Chicago seems to be trying hard to make “Ivy+” happen. The best thing it could do is form a league (of some sort - not an athletic league) with some other top schools. Really, Chicago should free-ride on the skyrocketing Stanford brand, MIT brand, etc…
10+ years ago, they were mentioning “we should have the same number of applicants as Columbia”
5+ years ago, they were saying academics is like Princeton
Now, its openly comparing to Harvard (granted its just class size and yield, nothing really big like brand awareness
Before you know it, there will be official pronouncements openly comparing to Stanford (the Stanford of D3?, endowment per student, Silicon Prairie, Sunny California weather )
Pipe dream: Yale level performance in endowment yield, darling of drama/arts/hollywood (stealing Northwestern;s thunder in the process).
Super Pipe dream: MIT/Caltech level name recall in new forms of engineering. The MIT of the Midwest? The Caltech of the Center?
I think UChicago can really become a power in CS. First, there is (it seems) an ever increasing need for computer scientists so there’s no danger of over-saturation. It is a power in a closely related field (Math), it’s super competitors are on the East Coast (MIT), West Coast (Cal Berkeley, Stanford), or a Mid-Atlantic regional city (Pittsburgh - CMU) so Chicago can become / claim the middle of the country it would seem.

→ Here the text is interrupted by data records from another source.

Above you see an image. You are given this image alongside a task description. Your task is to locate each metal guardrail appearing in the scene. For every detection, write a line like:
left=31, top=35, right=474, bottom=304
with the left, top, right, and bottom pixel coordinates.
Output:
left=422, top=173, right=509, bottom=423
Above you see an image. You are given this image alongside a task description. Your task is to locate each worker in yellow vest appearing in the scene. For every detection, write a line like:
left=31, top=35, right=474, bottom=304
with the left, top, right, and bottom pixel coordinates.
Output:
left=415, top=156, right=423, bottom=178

@kaukauna - you’re absolutely right. Chicago has (wisely) looked toward computer science as a field where it can achieve eminence (and also has nuts and bolts in place to accelerate its rise on this front). See here:
More then engineering or sparking the medical plant (which would, probably, take around $750-$1B in investment, at least), Chicago can elevate their Comp Sci department at a fraction of the cost - and probably reap great rewards.
My S is a current 3rd year at UChicago and my D is a freshman at Harvard. There are obviously pros and cons to both colleges. But one area that UChicago clearly outshines Harvard is the programming for parents at Accepted Student days, Freshmen Orientation, and Family Weekend. UChicago rolls out the red carpet for all these events and they are wonderful. Harvard’s programming is kind of meh. In this particular area, I have to say that Nondorf knows what he is doing.